Вертолет, преодолев триста километров над тайгой с десятками речушек и сотнями озер, содрогаясь всем своим металлическим телом, заходит на посадку в центр поляны, раскинувшейся на высоком правом берегу Вилюя. Многочисленные обитатели прибрежных кустов в ужасе разбегаются и разлетаются от рева железной стрекозы, вторгшейся в их мир гармонии и естественных событий.

— Это место, друзья мои, называется Маган-Бары, — показывая на обширную курью, говорит Толич. — Однажды мы садились тут спиннингами порыбачить, так не успевали рыбу с крючков снимать. Потом отец тут рыбачил и рассказывал, что осетров здесь очень много, но, некрупных.

Друзья стояли на высоком обрывистом берегу. Перед ними блестела спокойная вода глубокой курьи, образовавшейся на месте протоки, верховья которой замыло песком и илом. За их спинами между вековыми елями, метрах в пятидесяти от берега, стояло зимовье с печкой-буржуйкой и нарами. В нем друзья и устроились, подремонтировав крохотный стол и двери, кем-то сорванные с петель. О таких таежных зимовьях много всяких небылиц рассказывают, поэтому те, у кого нервы слабые, предпочитают ставить палатки подальше от старых якутских строений.

Вечером после ужина Толич, как у них давно было заведено, когда они приезжали в тайгу, рассказывал интересные истории и легенды. В это вечер он начал рассказ так:
— Жил в этом улусе отчаянный мужик. В тюрьме сидел не раз и, видимо, было за что. Пришлось ему как-то с мальчишкой-племянником заночевать в одном заброшенном, как это, зимовье, и естественно, полным абааhы. Сидит мужик так же, как ты Юр, за столом, ни в бога, ни в черта не верит, ест ойгос. А перед столом в полу подвал — ункучах. Вдруг крышка подвала приподнимается, и оттуда вонью понесло.

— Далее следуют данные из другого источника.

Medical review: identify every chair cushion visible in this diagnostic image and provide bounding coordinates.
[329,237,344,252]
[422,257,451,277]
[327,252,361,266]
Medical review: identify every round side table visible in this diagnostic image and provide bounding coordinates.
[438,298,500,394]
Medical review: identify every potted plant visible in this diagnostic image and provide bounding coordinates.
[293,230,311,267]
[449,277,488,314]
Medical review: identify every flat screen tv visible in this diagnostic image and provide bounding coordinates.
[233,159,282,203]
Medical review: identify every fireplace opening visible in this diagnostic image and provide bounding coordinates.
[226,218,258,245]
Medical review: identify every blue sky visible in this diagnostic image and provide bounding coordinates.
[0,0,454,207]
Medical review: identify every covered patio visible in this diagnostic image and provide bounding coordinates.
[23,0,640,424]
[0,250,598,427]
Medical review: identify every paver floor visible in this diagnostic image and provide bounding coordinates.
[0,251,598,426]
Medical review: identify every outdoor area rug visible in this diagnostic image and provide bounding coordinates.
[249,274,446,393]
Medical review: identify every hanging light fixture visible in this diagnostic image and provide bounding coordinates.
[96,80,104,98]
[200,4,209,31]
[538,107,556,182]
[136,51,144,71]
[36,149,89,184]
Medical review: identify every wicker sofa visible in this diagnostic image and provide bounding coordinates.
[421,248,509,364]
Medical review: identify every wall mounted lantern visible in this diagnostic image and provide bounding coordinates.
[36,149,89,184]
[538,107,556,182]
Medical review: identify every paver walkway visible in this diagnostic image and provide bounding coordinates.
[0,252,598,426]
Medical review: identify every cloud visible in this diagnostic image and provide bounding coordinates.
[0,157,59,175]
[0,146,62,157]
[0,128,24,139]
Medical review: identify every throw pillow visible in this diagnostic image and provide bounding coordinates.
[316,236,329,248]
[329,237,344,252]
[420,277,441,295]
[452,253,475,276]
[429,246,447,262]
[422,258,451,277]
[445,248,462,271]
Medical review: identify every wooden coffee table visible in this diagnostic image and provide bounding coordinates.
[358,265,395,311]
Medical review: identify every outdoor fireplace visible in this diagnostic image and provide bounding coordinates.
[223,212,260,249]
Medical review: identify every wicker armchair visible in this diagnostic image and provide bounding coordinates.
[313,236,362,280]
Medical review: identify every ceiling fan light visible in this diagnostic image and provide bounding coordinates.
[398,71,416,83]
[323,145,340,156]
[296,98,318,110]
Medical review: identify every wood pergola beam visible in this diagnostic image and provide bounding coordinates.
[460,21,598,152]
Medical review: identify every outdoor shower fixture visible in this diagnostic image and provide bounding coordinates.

Мальчик чуть не умер со страха, а мужик и бровью не повел. Взял ружье и говорит грозно: «Да таххан кёр эрэ, кэhэтиэм!», что переводится, как «Ну, попробуй, выйди, мало не покажется!». Крышка постояла-постояла и упала. Кушают дальше. Опять крышка осторожно-осторожно приподнимается. Мужик берет ружье наизготовку и говорит: «Табыс!». Выходи, значит. Крышка тут же закрылась, и опять тишина. Ночь проспали, все тихо было.

Мужик в это зимовье еще не раз заходил, ночевал, и все заканчивалось нормально, все абааhы его боялись и не беспокоили. Но как-то раз пришел он туда с сыном. Как обычно, поужинали, как мы сейчас, и спать легли. Сына он у стенки уложил, сам с ружьем с краю устроился. Вдруг ночью дверь зимовья открывается. Мужик сквозь сон говорит грозно: «Чего надо бери, а нас не тревожь, а то…». Дверь закрылась. Мужик спокойно повернулся к стенке и только хотел уснуть, как услышал звук хлыста, и по его спине что-то как ожгло. Мужик вскочил, ружьем водит, а в зимовье никого! После этого случая он до самой смерти болями в спине и пояснице маялся.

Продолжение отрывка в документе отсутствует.